Quote " To declaw a cat, the veterinarian cuts off the last knuckles of a cat's paw – cutting through bone, tendons, skin and nerves. In a person, it is equivalent to amputating each finger or toe at the last joint. Declaw surgery can be an extremely painful procedure with associated health risks and complications such as infection. Declaw surgery can produce permanent lameness, pain or arthritis. Declawing is the same mutilating procedure for house cats or big cats."

I am not sure I am allowed to post a link or I would link to the video. They also have a website just do a search for pawproject it is an org site.

Absolutely heartbreaking.


----------



## Murrmurr (Jun 5, 2022)

Aren't they anesthetized before surgery?...and get pain meds for after? 

Not that I advocate declawing, but they don't give your cat something for pain while they recover from a spay or neuter, either.


----------



## s76l42 (Jun 5, 2022)

Murrmurr said:


> Aren't they anesthetized before surgery?...and get pain meds for after?
> 
> Not that I advocate declawing, but they don't give your cat something for pain while they recover from a spay or neuter, either.
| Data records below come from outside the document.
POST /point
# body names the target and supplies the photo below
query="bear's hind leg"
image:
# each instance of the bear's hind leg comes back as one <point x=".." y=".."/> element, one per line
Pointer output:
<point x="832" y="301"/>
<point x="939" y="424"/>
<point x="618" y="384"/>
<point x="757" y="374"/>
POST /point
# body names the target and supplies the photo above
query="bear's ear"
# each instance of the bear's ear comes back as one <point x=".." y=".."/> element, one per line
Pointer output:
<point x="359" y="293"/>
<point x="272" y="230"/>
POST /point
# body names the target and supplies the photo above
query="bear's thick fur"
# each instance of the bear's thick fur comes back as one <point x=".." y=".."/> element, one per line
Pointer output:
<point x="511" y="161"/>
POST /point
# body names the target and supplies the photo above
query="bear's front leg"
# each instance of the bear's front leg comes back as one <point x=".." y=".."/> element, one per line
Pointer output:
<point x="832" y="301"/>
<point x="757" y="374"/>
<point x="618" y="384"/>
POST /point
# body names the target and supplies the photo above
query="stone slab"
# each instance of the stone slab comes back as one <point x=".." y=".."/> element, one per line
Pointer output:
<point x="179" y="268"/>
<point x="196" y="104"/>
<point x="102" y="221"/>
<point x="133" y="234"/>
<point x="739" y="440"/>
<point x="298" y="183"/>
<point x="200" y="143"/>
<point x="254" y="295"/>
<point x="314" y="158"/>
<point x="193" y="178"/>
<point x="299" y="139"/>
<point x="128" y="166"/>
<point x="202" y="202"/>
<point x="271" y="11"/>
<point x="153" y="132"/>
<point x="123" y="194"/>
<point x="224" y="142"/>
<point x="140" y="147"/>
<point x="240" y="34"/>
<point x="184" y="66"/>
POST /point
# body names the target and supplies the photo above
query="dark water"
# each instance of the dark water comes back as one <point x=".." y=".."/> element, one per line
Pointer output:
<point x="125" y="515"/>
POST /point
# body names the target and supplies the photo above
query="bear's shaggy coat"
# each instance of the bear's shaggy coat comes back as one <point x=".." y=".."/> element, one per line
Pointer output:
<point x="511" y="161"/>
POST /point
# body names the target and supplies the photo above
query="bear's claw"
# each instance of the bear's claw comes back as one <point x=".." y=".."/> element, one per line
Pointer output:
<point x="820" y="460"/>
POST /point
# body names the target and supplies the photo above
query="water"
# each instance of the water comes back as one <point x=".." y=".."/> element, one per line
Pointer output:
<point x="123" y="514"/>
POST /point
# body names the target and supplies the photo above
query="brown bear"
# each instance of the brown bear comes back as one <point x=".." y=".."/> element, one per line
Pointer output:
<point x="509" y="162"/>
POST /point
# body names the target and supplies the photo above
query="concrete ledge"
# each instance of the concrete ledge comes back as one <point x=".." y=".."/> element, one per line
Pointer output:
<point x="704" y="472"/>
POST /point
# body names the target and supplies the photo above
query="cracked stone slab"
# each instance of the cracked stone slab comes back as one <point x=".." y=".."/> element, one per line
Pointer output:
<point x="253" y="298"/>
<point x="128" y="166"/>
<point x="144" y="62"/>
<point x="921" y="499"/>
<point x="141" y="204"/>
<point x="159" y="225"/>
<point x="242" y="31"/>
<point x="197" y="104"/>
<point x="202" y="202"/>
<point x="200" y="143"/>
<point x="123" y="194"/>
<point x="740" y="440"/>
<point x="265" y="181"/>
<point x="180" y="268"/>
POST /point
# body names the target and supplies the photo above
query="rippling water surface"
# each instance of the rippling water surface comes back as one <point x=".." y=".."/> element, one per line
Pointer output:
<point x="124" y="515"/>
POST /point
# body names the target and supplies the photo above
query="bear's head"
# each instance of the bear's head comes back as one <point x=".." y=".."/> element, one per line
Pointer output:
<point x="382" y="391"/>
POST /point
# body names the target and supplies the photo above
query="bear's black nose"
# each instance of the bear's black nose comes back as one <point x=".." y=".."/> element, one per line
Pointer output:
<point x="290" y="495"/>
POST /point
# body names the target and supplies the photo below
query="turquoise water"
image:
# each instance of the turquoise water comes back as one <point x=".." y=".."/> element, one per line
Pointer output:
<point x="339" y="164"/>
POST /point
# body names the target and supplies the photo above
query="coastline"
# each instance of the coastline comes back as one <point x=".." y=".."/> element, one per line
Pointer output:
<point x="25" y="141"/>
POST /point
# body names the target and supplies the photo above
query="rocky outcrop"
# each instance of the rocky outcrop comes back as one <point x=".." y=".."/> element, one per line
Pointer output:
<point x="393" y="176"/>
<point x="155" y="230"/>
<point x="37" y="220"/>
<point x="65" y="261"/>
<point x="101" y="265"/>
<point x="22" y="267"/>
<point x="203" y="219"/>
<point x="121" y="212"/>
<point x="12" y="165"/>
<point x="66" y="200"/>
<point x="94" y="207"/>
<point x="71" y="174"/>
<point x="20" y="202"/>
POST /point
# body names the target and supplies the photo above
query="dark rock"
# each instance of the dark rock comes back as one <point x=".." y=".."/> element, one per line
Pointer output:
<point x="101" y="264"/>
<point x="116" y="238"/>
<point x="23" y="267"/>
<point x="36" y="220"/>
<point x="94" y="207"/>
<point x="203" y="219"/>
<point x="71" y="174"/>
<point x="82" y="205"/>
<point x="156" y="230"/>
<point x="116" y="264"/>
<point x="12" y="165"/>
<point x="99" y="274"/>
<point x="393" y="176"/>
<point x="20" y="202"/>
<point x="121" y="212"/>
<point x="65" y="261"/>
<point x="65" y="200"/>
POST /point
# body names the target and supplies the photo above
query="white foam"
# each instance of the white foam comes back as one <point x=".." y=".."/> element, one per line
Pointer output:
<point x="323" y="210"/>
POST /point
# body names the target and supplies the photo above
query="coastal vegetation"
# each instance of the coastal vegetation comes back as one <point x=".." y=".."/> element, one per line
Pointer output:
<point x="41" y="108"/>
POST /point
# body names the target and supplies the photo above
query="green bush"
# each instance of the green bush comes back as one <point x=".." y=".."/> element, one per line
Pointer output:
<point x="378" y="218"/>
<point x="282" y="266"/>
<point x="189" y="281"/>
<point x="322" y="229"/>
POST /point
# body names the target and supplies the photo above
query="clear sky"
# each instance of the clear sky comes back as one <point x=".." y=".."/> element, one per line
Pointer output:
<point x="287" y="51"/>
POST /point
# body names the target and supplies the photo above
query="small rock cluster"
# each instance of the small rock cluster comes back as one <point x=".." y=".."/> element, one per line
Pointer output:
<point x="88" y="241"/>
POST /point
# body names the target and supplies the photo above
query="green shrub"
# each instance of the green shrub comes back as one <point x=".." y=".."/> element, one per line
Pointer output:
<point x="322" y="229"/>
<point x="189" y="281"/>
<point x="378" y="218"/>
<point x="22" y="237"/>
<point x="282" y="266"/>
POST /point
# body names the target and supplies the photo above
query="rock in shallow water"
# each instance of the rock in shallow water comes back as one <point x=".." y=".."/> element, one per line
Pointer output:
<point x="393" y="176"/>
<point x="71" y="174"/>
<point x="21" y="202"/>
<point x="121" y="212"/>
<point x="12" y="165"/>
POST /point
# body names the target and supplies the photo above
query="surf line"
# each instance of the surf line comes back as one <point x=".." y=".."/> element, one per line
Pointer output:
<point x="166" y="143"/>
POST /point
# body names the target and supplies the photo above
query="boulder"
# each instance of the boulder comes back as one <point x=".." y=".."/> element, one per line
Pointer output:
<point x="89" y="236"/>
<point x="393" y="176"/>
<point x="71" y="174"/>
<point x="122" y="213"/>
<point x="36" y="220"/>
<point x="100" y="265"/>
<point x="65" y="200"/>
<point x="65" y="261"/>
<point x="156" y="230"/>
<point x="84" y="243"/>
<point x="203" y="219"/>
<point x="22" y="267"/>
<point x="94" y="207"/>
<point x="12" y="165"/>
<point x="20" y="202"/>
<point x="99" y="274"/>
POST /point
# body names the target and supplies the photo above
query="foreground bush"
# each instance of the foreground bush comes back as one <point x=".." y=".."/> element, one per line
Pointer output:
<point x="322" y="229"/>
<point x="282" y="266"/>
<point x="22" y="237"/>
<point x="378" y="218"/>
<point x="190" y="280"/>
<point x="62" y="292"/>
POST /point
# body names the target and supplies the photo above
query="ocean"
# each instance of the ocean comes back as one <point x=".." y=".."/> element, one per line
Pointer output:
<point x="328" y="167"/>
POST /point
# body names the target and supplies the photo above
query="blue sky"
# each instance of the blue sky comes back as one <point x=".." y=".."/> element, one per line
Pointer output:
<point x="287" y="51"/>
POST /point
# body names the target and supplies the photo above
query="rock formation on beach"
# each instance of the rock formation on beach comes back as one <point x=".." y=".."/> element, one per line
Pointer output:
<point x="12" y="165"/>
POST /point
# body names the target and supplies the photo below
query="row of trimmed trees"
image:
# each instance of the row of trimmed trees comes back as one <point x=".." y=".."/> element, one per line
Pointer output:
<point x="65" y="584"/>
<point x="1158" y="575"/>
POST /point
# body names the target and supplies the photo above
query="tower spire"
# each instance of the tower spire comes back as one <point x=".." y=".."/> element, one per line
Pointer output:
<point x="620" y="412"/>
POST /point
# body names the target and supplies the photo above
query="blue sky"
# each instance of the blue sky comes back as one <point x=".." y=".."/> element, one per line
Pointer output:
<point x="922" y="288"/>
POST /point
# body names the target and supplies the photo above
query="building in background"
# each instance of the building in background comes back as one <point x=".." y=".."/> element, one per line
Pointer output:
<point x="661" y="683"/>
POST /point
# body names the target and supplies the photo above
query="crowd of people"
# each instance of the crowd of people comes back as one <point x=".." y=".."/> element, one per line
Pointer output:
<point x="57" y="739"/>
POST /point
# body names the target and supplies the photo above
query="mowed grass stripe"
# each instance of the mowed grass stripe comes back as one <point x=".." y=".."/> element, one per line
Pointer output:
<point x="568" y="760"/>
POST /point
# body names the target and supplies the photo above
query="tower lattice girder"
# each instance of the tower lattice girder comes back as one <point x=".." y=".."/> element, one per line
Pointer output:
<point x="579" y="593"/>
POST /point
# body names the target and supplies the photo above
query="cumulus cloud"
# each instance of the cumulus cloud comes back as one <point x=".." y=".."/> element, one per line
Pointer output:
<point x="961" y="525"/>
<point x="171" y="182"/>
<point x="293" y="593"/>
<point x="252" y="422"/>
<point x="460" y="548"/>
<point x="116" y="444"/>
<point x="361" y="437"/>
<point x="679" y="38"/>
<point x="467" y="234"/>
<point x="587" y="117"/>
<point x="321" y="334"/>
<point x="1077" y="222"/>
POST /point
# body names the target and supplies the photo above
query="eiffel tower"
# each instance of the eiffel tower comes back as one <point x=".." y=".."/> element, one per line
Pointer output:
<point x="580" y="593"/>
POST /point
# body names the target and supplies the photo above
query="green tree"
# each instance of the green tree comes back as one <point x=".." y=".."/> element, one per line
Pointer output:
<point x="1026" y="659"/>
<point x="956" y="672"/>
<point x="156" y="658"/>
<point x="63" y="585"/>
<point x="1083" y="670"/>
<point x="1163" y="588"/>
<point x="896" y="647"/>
The pain from declawing never goes away. The cat is left with a life long disability and constant pain. Many develop behavior problems such as biting and not using the litter box because they are in so much pain. To much pain to even move the litter around in their box. They go on to develop arthritis and other conditions. Their entire personality is changed. This is torture and outlawed in many other countries and many parts of California because people have been educated on exactly what this does. This is not like a spay or neuter. There is absolutely no benefit to the animal. Imagine if we cut a dogs jaw bone and teeth out because they chewed. This is no different. They are not simply removing the claws they are amputating the end of each toe. Image if you had your fingers amputated from your knuckle down.
Many cats are taken back to the vet and euthanized because they urinate in the house or lash out and bite because they are in pain.


----------



## JonSR77 (Jun 5, 2022)

From the Humane Society...


Declawing cats: Far worse than a manicure

https://www.humanesociety.org/resources/declawing-cats-far-worse-manicure

excerpt:
​People often mistakenly believe that declawing their cats is a harmless "quick fix" for unwanted scratching. They don't realize that declawing can make a cat less likely to use the litter box or more likely to bite. Declawing also can cause lasting physical problems for your cat.
Many countries have banned declawing. The Humane Society of the United States opposes declawing except for the rare cases when it is necessary for medical purposes, such as the removal of cancerous nail bed tumors.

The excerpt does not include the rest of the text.